Recuerdo que de pequeño, y de jovencito y de un poco más mayor tenía en un lugar de mi habitación, colocadas con chinchetas, una estampa del Sagrado Corazón, una de Nuestra Señora del Perpetuo Socorro (regalo del P Colinas en mi Primera Comunión) y otra de San Alfonso (regalo del hermano Esteban), a las que uní como con catorce años una de Jesús Resucitado y sonriente extendiendo una mano. Aún quedan las marcas de las chinchetas.
Me gustaría poder conservar el día de mañana el mueble con sus marcas porque es mucho más que eso. Cada marca conserva las marcas y la historia de un chaval cualquiera. Pero queda mucho más: el mismo Enrique tomado de la mano del Redentor; un niño que ya no es rubio, con menos pelo, gordo y barbudo pero que se siente igualmente acurrucado en los brazos de María; un individuo cualquiera que no ve a un Santo en un papel, un hombre que conoció y quedó cautivado por la vía abierta por San Alfonso. Quedo yo, como cada uno de nosotros, latiendo en el corazón de Cristo.
El niño perdió el miedo, se le desató la lengua; al niño que de niño no usaba gafas, de hombre se le abrieron los ojos. Un día cualquiera hubo una alegría en el cielo.
Ese chiquillo podría quedarse, como entonces, simplemente adorando embobado al Corazón de Jesús, contándole sus cuitas y descansando silencioso en María. Pero hoy es un hombre, y lleva el corazón lleno de gente y sus historias; sufre con ellos, se alegra con ellos. Un hombre que cae y se levanta, feliz, con dudas y con certezas. Un hombre que se encontró con ese Redentor que le tendía la mano y la agarró sin querer soltarla jamás. Y cuando te encuentras con Él simplemente no te puedes callar; no es algo pensado, es que sale del propio corazón contarlo y compartirlo. Sale de una manera espontánea que sea la propia mano la que se ofrezca como si fuera la del Resucitado. Ni se quiere ni se puede evitar. Ofrecer lo poquito que impulse nuestro corazón para que otros sientan el Corazón de Jesús.
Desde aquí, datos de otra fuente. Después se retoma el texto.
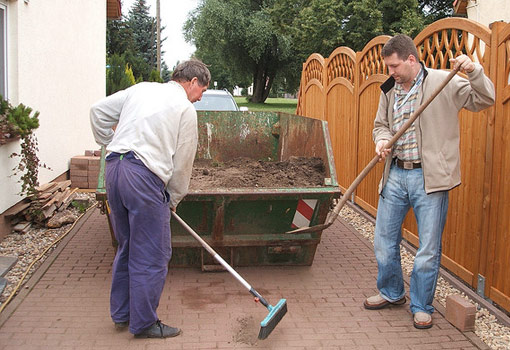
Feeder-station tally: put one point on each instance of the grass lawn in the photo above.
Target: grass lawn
(287, 105)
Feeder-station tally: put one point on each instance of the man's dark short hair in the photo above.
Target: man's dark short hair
(187, 70)
(402, 45)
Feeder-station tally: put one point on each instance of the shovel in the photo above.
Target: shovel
(332, 215)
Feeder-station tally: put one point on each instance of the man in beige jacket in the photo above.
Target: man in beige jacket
(420, 168)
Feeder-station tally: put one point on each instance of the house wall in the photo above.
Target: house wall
(55, 65)
(486, 12)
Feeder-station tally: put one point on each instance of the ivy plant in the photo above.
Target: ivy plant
(21, 121)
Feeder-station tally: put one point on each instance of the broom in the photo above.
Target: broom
(276, 312)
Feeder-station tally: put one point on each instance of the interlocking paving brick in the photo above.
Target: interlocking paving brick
(69, 305)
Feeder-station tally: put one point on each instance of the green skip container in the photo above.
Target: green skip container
(248, 226)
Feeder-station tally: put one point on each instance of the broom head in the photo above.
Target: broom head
(276, 313)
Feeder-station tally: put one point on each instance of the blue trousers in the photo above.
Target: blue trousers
(405, 189)
(140, 216)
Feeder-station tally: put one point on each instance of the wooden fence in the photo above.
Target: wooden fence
(343, 89)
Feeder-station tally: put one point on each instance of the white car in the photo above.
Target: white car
(217, 100)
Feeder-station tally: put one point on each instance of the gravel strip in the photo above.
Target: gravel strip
(28, 247)
(487, 327)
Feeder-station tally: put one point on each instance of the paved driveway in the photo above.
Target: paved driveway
(66, 303)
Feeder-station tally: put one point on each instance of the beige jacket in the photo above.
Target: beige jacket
(437, 128)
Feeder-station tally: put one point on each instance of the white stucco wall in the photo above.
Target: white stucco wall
(485, 12)
(56, 65)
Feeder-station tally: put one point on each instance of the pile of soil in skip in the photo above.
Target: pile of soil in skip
(248, 173)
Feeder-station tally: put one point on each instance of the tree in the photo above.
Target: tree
(134, 38)
(435, 9)
(241, 34)
(118, 74)
(268, 40)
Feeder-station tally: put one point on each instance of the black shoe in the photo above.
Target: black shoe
(158, 330)
(121, 325)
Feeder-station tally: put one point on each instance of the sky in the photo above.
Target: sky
(173, 15)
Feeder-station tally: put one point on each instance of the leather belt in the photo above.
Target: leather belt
(407, 165)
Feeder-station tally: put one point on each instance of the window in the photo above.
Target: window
(3, 51)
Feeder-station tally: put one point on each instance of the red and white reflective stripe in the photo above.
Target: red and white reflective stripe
(304, 213)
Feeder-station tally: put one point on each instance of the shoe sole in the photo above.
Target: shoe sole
(384, 304)
(422, 326)
(156, 337)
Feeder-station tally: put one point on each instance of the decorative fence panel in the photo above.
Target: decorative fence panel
(344, 90)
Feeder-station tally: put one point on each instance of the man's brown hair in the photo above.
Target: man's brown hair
(188, 70)
(402, 45)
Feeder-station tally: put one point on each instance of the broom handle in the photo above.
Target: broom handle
(220, 260)
(332, 216)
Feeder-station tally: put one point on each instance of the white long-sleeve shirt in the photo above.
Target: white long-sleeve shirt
(158, 123)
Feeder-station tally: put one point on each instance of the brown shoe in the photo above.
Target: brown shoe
(422, 320)
(378, 302)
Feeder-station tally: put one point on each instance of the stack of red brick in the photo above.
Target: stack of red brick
(85, 170)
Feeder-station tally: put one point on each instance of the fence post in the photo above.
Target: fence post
(487, 249)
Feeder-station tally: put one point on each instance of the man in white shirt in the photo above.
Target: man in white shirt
(150, 132)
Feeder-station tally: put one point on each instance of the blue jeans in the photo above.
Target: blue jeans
(405, 189)
(140, 215)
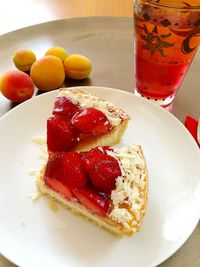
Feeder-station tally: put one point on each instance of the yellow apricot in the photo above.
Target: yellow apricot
(23, 59)
(57, 52)
(48, 73)
(77, 67)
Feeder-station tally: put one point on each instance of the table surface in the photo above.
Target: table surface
(113, 67)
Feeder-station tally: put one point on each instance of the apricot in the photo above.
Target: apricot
(77, 67)
(57, 52)
(16, 86)
(23, 59)
(48, 73)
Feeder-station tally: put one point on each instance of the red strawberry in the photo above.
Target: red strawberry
(59, 187)
(64, 107)
(91, 120)
(67, 169)
(61, 136)
(102, 169)
(93, 201)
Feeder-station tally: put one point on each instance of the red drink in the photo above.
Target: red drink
(165, 44)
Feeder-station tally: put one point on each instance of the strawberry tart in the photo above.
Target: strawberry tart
(106, 185)
(81, 120)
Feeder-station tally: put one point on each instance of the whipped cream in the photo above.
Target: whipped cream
(85, 99)
(127, 197)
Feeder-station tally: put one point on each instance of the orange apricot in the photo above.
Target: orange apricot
(16, 86)
(48, 73)
(57, 52)
(23, 59)
(77, 67)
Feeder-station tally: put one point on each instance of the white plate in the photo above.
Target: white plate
(32, 235)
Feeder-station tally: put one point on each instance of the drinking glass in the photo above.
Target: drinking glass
(166, 38)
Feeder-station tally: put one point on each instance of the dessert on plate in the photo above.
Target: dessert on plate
(81, 120)
(106, 185)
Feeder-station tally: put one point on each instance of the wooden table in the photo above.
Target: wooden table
(113, 67)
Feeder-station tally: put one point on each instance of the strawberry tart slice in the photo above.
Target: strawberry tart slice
(81, 120)
(105, 185)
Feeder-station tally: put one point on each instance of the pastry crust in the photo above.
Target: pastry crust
(107, 223)
(138, 185)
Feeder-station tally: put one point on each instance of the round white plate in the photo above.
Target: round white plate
(31, 234)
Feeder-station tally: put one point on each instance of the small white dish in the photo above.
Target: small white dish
(32, 235)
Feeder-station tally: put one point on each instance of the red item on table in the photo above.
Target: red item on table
(192, 124)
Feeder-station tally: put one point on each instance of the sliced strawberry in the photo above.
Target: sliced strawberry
(91, 120)
(93, 201)
(67, 169)
(59, 188)
(61, 136)
(65, 108)
(102, 169)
El “problema” es que todo se ve diferente. Un grandioso “problema”. Hoy me gustaría que todo el mundo supiera de la sobreabundante Redención; que todo el mundo viera, como yo, Su Corazón en un pedacito de pan; que lo vieran latiendo en el pecho de todos esos sacerdotes, otros Cristos, que nos lo hacen físicamente real en la Eucaristía ; que lo vieran latiendo en cada parado, en cada niño desnutrido, maltratado; que lo vieran en los trabajadores oprimidos y en los empresarios que se esfuerzan por crear justamente riqueza y empleo; que lo vieran en el diminuto corazoncito que late en una incubadora cualquiera; que lo vieran en el corazón de cada criatura que no llega a nacer, y en el de cada anciano en soledad; que lo vieran latiendo en cárceles, prostíbulos, parquets, colegios, arrabales y lujosas avenidas; que lo vieran, que lo vieran de verdad latiendo en el corazón de tantos indigentes y en el de tantos voluntarios que los socorren; que cada marido lo viera latiendo en el de su mujer, cada mujer en el de su marido, cada padre en el corazón de cada uno de sus hijos.
Esta tarde, en misa, en mi parroquia, me abrazaré físicamente al Corazón de Jesús al comulgar. Pero creo que el mejor acto de amor que le puedo ofrecer es tratar de mostrar precisamente eso, su Amor, y hacerlo día a día. Yo seguí el cayado de un pastor y me encontré con un rebaño numerosísimo y feliz, y con muchos pastores más.
Animaos. Cada oveja encuentra su rebaño y su pastor. Cuando uno se desperdiga o sale el pastor a su encuentro o alguna de las ovejas ayuda a recobrar el sendero. Y todos, pastores y ovejas latimos en el Corazón de Jesús.